The board and the Department initiated and engaged in a number of community stakeholder meetings over 18 months to listen to the concerns and opportunities for improvements before the enactment of Hawaiian Education policies 2104 and 2105.
Policy 2104 was changed to incorporate the establishment of the Office of Hawaiian Education to support Hawaiian education's positive impacts. Policy 2105 provides students with Hawaiian bicultural and bilingual education; and the development and administration of the
Hawaiian Language Immersion Program (Ka Papahana Kaiapuni) curriculum, standards, and formative and summative assessments. The DOE’s Kaiapuni program is offered at 20 schools and educates more than 2,000 students.
“Over the course of the last year, we have engaged with Hawaiian educators, community leaders, parents and supporters to create a path forward for a stronger Hawaiian studies program,” said Superintendent Matayoshi. “We started this process from the beginning of setting a unified vision and taking the necessary actions that set a clear direction.”
With the recent establishment of the Office of Hawaiian Education, the DOE is now accepting applications for a director. The director will lead the incorporation of Hawaiian knowledge, practices and perspectives in all content areas; oversee and coordinate Hawaiian education programs, projects, and initiatives; and provide organizational leadership for growth of Ka Papahana Kaiapuni.
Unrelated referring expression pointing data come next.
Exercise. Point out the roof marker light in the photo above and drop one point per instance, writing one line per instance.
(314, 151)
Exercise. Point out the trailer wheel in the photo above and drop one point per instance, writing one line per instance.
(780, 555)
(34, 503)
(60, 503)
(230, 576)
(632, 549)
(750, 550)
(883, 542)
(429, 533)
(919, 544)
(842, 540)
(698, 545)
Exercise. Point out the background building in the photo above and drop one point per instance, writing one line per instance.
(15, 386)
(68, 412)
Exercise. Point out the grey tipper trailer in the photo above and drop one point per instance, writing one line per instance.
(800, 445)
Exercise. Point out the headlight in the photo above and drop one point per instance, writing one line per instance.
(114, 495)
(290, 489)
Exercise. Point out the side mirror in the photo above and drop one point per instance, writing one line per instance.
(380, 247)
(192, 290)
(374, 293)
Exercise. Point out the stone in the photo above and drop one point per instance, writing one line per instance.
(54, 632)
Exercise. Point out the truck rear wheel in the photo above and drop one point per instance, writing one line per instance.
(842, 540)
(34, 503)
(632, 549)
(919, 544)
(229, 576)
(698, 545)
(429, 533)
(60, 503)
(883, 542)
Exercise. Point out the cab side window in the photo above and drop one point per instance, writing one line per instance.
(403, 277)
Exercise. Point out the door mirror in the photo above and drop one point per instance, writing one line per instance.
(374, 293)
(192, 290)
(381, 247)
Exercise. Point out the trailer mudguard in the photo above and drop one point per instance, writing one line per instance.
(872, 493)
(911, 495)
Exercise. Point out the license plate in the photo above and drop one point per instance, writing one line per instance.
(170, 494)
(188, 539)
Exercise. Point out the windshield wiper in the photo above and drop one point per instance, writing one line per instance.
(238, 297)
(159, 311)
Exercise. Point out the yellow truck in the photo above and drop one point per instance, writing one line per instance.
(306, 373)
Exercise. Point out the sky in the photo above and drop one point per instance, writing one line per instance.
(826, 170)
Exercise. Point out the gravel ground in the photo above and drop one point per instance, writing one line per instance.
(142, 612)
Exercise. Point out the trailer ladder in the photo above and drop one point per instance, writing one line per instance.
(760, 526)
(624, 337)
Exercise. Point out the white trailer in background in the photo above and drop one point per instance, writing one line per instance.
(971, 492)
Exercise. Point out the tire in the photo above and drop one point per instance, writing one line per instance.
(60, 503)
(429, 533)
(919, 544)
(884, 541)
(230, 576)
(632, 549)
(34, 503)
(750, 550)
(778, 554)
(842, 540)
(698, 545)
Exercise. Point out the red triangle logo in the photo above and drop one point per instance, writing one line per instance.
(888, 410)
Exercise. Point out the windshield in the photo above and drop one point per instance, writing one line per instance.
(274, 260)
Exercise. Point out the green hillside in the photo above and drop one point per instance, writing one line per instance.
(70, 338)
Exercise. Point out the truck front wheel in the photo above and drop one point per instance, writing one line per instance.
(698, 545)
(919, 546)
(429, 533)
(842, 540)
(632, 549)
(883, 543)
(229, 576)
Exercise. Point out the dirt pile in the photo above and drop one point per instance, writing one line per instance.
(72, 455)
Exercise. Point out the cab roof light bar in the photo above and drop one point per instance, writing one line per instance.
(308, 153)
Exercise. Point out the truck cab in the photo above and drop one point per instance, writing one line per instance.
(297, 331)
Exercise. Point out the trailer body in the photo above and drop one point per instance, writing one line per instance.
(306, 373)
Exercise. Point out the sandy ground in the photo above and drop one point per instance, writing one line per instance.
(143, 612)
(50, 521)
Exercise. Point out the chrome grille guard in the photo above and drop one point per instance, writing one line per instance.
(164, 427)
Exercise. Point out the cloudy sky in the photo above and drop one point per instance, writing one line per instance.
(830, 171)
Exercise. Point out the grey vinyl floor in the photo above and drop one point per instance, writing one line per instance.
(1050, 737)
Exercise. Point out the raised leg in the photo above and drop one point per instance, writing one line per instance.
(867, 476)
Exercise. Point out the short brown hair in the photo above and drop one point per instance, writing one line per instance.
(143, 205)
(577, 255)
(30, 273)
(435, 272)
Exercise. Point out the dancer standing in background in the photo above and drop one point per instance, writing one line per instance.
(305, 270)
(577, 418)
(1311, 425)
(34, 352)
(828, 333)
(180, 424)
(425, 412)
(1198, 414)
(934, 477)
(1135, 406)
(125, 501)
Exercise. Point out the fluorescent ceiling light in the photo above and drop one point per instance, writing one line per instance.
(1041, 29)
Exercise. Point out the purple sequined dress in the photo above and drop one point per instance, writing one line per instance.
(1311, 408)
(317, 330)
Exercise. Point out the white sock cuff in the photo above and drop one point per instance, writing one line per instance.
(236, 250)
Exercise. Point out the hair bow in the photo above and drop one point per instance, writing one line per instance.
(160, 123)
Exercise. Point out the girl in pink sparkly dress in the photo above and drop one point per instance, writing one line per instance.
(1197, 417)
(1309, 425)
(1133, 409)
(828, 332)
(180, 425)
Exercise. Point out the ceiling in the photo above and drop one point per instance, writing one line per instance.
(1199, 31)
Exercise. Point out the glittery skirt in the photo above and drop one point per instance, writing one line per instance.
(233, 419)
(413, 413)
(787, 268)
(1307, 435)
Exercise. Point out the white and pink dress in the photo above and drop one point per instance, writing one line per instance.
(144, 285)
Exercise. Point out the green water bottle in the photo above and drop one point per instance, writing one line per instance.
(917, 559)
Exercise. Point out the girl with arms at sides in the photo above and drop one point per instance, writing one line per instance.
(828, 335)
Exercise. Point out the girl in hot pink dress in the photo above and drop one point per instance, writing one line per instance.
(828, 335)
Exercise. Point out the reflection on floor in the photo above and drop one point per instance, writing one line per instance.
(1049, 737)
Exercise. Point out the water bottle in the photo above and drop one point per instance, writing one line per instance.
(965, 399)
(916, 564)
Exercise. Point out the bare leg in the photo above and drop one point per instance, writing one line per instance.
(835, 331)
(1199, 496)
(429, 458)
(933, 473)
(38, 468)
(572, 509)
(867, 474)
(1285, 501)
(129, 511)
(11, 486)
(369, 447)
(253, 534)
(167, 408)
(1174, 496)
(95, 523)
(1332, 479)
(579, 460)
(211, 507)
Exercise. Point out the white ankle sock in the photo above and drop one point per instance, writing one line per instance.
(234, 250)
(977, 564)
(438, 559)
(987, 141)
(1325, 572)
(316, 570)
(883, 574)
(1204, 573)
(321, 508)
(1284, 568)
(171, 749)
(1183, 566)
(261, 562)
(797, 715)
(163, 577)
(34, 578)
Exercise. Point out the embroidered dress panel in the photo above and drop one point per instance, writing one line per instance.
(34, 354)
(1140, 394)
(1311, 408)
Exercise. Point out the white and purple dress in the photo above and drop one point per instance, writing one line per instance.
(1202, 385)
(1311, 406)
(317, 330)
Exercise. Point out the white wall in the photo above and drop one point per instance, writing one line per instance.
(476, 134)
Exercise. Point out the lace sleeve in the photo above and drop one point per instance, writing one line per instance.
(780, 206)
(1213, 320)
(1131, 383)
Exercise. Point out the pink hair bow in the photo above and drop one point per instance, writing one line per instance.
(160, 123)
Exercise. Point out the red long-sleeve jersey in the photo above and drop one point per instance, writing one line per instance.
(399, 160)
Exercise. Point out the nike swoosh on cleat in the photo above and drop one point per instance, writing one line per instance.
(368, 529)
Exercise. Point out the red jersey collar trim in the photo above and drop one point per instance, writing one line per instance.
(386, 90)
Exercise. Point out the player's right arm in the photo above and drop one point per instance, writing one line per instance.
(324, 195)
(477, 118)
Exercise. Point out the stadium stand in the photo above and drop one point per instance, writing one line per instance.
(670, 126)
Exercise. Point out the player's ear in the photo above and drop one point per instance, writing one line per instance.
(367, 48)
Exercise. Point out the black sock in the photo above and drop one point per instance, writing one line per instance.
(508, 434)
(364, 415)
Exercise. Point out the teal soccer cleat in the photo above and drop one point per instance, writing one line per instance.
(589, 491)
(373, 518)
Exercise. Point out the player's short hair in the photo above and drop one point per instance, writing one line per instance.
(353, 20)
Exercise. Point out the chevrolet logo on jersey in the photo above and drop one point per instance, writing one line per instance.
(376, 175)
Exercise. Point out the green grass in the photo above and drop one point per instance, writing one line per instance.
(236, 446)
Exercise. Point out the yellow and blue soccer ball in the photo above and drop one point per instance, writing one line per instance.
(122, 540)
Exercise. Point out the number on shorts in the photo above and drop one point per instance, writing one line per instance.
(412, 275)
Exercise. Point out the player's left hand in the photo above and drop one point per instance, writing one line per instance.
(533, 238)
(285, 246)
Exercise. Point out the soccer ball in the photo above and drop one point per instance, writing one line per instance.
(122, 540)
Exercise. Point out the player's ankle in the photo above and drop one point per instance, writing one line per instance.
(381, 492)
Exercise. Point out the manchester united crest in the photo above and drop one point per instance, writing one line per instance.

Many stakeholders, who spent the last year providing input in the strategic mission of the Office and the description of the director position, filled the boardroom. Superintendent Matayoshi thanked the stakeholders including Kamehameha Schools and the Office of Hawaiian Affairs for their support.
“There has been a lot of thought and shared commitment by our community partners, Chair Don Horner and board member Cheryl Lupenui to ensure that all of our students receive quality lessons that are uniquely provided in Hawaiian Education,” added Superintendent Matayoshi. “We know there is a lot of work ahead of us to ensure that Hawaii Education is aligned to the Hawaii Common Core standards while incorporating cultural knowledge and understanding.”
Community engagement will remain a priority as the DOE continues to advance Hawaiian Education initiatives while addressing the following challenges:
- System wide valuing of Hawaiian education for all students
- Developing a manageable scope and focus for the Office of Hawaiian Education
- Aligning federal and state accountability requirements for Hawaiian language assessments
- Limited time and resources to implement policies systems-wide and prepare all students before they graduate
Superintendent Matayoshi also briefed the BOE on the development of a Hawaiian language assessment. The DOE, in partnership with the University of Hawaii-Manoa, has developed a field test for Kaiapuni students that measures progress towards mastery of academic standards that is on par with the Smarter Balanced Assessment given in the English language. The field test in language arts and math for students in grades 3 and 4 enrolled in Ka Papahana Kaiapuni schools will be held this spring. DOE has requested a
"double testing" waiver from the U.S. Department of Education that would allow students taking the field test to forego the Smarter Balanced Assessment.
Many Kaiapuni parents have chosen to “opt out” of English language statewide assessments. When students opt out it has detrimental effects on the school’s Strive HI results.
Strive HI is the DOE’s school accountability and improvement system.
“Hawaii has a unique situation of educating students who learn in an official language of the state,” noted Superintendent Matayoshi, who visited with federal officials on this issue in November 2014. “This is not about translating a test, rather offering a quality assessment in the indigenous language of Hawaii.”